You don’t use words the way I use them. If my actions have no connection to my thoughts and desires, they’re the outcome of forces other than my thoughts and desires, and that’s what, in my vocabulary, is determinism. Or, more precisely, external determinism, that the outcome is prompted by outside forces.
When my actions are the result of my thoughts and desires, I suppose you could dub it “internal determinism” but that’s what I thought was generally referred to as free will.
I’ve stuck my under-educated nose in these threads before.
IMO … About half the posters are using philosophical terminology greatly at odds with colloquial usage. The other half are using colloquial terminology.
The result is 4 factions politely talking past one another.
ETA: As neatly demonstrated by the 2 posts just above while I was eating & yakking IRL.
No; “free will” is undefined incoherent nonsense that is just a way of rejecting determinism without actually explaining how that could even work. People who actually try to define it either double down on the incoherency, or end up talking about determinism with different words.
I don’t know your reasons for being interested in the topic, but for me the experience of being a conscious maker of determining choices is as real as the input of the classical five senses. I’m open to a lot of query and question about my understanding and interpretation, but not to the claim that that experience itself isn’t real.
What are your reasons for conversing with someone who, from your vantage point, is expressing undefined incoherent nonsense?
I didn’t say that it wasn’t real, just that it isn’t “free will” because the concept off free will is nonsensical. And mainly just an ego-gratifying attempt to pretend humans are somehow above determinism, because people have this brainbug that determinism is bad somehow.
I believe “free will” is the experience of making active choices. It is “free” in the sense that I’m not a puppet executing what the hand up my butt tells me, but actively assessing and choosing.

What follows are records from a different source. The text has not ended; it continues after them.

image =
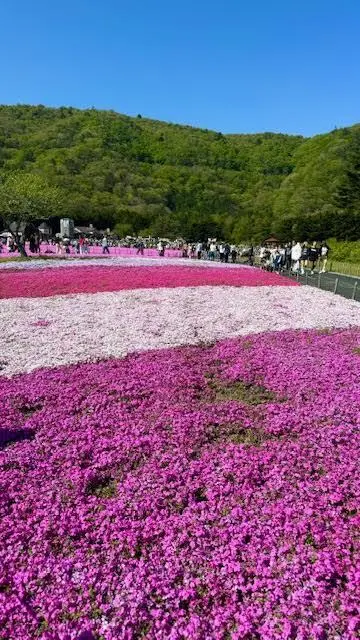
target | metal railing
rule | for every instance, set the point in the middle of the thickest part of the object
(348, 287)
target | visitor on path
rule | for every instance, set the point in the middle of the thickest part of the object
(324, 253)
(32, 244)
(288, 257)
(304, 257)
(105, 245)
(161, 249)
(140, 248)
(295, 256)
(313, 256)
(212, 251)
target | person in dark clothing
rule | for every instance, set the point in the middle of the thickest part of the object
(140, 248)
(304, 257)
(287, 264)
(313, 256)
(32, 244)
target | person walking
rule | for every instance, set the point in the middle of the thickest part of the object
(32, 244)
(313, 256)
(304, 257)
(212, 251)
(287, 257)
(105, 245)
(324, 253)
(222, 252)
(295, 256)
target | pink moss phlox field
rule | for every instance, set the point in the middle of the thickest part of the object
(50, 282)
(197, 492)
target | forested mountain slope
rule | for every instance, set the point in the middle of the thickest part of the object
(150, 177)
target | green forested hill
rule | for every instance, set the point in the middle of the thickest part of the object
(149, 177)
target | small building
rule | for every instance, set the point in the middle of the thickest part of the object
(272, 242)
(45, 230)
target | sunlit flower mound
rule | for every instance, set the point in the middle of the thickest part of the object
(205, 486)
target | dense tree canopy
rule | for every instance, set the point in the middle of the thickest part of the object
(142, 176)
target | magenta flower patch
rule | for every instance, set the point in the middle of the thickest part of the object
(90, 279)
(196, 492)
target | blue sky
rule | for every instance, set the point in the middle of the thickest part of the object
(231, 65)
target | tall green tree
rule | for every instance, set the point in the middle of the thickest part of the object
(25, 197)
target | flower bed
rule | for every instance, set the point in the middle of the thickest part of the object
(182, 492)
(91, 279)
(200, 492)
(46, 332)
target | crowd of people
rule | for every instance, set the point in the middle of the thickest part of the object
(292, 256)
(295, 257)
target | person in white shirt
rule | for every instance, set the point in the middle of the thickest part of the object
(222, 252)
(295, 256)
(212, 251)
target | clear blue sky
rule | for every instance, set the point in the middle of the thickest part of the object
(230, 65)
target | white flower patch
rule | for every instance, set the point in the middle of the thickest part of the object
(116, 261)
(47, 332)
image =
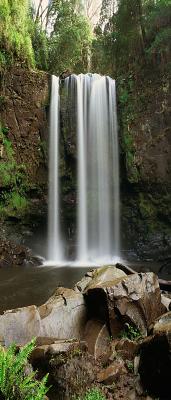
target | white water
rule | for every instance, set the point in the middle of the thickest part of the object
(98, 169)
(55, 251)
(98, 211)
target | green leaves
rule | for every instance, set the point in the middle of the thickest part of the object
(15, 383)
(92, 394)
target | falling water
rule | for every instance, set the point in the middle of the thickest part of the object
(55, 252)
(98, 213)
(98, 169)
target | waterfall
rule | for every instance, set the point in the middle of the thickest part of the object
(98, 210)
(55, 252)
(98, 169)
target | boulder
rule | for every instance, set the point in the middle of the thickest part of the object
(155, 365)
(98, 340)
(103, 275)
(112, 372)
(126, 348)
(163, 324)
(47, 351)
(135, 299)
(63, 315)
(72, 373)
(166, 301)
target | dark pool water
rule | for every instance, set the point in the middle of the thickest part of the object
(34, 285)
(23, 286)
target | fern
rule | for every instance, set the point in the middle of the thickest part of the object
(15, 384)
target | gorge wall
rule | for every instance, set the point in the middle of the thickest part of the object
(145, 131)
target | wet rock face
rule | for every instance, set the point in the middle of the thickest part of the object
(25, 95)
(146, 167)
(135, 299)
(63, 316)
(155, 365)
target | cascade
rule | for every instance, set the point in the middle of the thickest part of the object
(55, 251)
(98, 211)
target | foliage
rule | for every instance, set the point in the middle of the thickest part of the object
(70, 40)
(15, 383)
(92, 394)
(132, 33)
(130, 332)
(40, 45)
(15, 40)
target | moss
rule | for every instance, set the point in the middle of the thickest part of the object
(13, 179)
(147, 208)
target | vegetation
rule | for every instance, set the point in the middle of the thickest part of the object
(15, 40)
(132, 34)
(13, 178)
(130, 332)
(15, 382)
(92, 394)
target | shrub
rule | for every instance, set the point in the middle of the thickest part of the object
(15, 383)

That doesn’t mean I’m free from inputs or constraints. I can’t choose to fly away by flapping my arms. I live in a world with other people and my actions have effects on that world. I have emotions that I don’t fully control and motives I don’t fully understand.
So maybe that is what the hand up my butt feels like. I don’t know.
“Determinism” is a label I don’t fully understand, either. It’s like people are arguing that everything is dictated all the way down to the smallest subatomic interactions. QM interactions dictate what my choice for breakfast will be tomorrow, or next Tuesday, or five years from now - based solely on my current state today.
That seems nonsensical to me, too.
People talk about “free will” as if that is something special only humans have, but I dispute that. Animals have conscious volition. They make choices. That their choices are filtered through instincts and moods doesn’t make them any less volitional.
I think “free will vs. determinism” is a red herring. We have the experience of making choices. The outcomes are our responsibility to the extent the choice directly affects the outcome. Other factors affect outcomes, factors we can’t foresee, including other people’s choices.